Я украдкой огляделась, чтобы посмотреть, не смеются ли с нас остальные гости заезда. Но если кто-то и смеялся, то про себя. Связываться с благородными никому не хотелось, да и вообще, там, в дальнем углу двора, какие-то поселяне и сами расположились, словно они тут надолго.

Сколько отсутствовал Арвид, я не знаю, но вернулся он в сопровождении двух крепких девок-подавальщиц, которые вдвоем тянули большой котел. В котле обнаружилась густая гороховая похлебка, щедро заправленная колбасками. От нее шел сытный мясной дух.

— Надо же, на косточках от окорока варили. — Вслух удивилась я, первой получив свою миску.

— Место здесь бойкое, — Привычно уже пояснил муж, не дожидаясь дальнейших моих вопросов. — Много разного народу ездит. Так что хозяин привык готовить так. Чтобы угождать каждому: одним — на косточках, другим — на масле. Третьи и пустой похлебкой обойдутся… Каждый получает то, за что готов заплатить.

— А ты, значит, готов платить за роскошную похлебку? — С улыбкой спросила я, пробуя первую ложку. — Мм-м-м! Вкусно!

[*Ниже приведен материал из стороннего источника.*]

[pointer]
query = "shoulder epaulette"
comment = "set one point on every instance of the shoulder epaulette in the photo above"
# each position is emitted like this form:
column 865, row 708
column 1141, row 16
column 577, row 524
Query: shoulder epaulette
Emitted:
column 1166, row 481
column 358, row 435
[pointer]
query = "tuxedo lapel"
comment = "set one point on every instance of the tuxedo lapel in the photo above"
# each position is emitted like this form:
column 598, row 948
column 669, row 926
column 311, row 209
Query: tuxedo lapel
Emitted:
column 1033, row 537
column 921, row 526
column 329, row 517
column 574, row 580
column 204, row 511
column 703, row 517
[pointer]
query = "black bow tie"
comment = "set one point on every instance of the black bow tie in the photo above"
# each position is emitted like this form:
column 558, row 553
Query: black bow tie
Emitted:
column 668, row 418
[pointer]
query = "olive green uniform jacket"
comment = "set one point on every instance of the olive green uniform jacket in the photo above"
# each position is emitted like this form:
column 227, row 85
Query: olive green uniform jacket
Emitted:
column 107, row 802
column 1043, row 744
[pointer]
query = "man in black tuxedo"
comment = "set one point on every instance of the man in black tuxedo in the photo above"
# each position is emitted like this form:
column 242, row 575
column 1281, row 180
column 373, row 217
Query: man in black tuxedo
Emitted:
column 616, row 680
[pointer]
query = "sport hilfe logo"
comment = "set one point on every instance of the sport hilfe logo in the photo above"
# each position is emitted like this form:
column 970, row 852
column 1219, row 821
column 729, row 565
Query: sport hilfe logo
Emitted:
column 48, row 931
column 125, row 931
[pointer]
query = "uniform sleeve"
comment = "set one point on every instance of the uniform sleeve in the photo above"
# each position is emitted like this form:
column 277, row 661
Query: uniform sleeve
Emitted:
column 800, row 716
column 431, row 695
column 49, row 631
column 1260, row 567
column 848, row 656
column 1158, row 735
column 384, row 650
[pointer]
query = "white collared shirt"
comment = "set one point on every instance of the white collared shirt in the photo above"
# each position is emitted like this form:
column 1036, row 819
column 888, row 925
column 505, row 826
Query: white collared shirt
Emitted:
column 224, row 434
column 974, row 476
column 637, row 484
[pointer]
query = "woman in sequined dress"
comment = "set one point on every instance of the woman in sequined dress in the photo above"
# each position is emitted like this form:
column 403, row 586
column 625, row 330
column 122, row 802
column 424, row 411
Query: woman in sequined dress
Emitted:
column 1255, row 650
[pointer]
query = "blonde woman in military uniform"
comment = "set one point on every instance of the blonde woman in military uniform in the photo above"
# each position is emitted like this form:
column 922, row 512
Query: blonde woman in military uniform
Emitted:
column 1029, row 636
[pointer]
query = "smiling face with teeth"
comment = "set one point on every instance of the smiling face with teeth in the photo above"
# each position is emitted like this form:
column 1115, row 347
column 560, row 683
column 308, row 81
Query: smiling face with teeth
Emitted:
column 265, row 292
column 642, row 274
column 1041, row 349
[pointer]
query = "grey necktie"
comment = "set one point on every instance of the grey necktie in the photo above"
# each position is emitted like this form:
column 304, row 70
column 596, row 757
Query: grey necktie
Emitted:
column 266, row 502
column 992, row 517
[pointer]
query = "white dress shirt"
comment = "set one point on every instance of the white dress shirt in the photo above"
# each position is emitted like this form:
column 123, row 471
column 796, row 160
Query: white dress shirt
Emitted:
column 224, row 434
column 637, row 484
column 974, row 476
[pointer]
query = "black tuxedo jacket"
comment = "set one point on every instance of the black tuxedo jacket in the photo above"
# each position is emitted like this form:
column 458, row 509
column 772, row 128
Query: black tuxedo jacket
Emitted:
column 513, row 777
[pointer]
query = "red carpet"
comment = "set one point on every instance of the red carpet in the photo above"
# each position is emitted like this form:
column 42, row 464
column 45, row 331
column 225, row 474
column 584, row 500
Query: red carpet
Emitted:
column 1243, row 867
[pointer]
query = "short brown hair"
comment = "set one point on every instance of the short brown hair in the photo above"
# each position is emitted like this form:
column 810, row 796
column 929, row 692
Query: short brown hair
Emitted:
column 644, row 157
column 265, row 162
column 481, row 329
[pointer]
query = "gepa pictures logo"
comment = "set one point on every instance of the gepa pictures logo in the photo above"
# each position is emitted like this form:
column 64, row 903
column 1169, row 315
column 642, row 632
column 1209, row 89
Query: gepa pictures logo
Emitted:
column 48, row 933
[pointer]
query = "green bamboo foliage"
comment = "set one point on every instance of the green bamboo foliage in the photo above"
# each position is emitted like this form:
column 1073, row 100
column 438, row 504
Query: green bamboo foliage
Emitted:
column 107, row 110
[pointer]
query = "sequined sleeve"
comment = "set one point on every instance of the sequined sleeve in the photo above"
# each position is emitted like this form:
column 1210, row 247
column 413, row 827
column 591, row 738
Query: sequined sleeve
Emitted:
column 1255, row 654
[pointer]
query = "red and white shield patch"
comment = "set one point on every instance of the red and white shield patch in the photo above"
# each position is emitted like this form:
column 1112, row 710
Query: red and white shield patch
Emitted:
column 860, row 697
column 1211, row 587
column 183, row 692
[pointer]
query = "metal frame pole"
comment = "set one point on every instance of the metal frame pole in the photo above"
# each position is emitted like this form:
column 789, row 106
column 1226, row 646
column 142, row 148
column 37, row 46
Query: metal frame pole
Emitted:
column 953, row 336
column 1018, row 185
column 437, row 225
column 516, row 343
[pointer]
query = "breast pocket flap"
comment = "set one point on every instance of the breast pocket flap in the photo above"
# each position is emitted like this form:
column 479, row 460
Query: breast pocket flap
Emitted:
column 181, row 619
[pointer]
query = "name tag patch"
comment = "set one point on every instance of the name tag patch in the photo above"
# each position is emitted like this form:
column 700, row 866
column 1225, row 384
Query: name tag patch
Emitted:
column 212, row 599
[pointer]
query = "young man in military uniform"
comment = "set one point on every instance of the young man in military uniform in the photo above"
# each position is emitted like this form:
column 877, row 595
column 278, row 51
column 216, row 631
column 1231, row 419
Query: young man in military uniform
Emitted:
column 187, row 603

— Умгу. Неплохо. — Подтвердил Арвид, тоже снимая пробу. — Я готов платить за то, чтобы у моих людей хватало сил исправно нести свою службу. Голодный солдат много не навоюет, голодный крестьянин много не наработает.

— Кто бы это Агнесс рассказал. — Усмехнулась я.

— Да уж. Жена твоему брату досталась суровая. — Скривился Арвид. — А что, и голодать приходилось?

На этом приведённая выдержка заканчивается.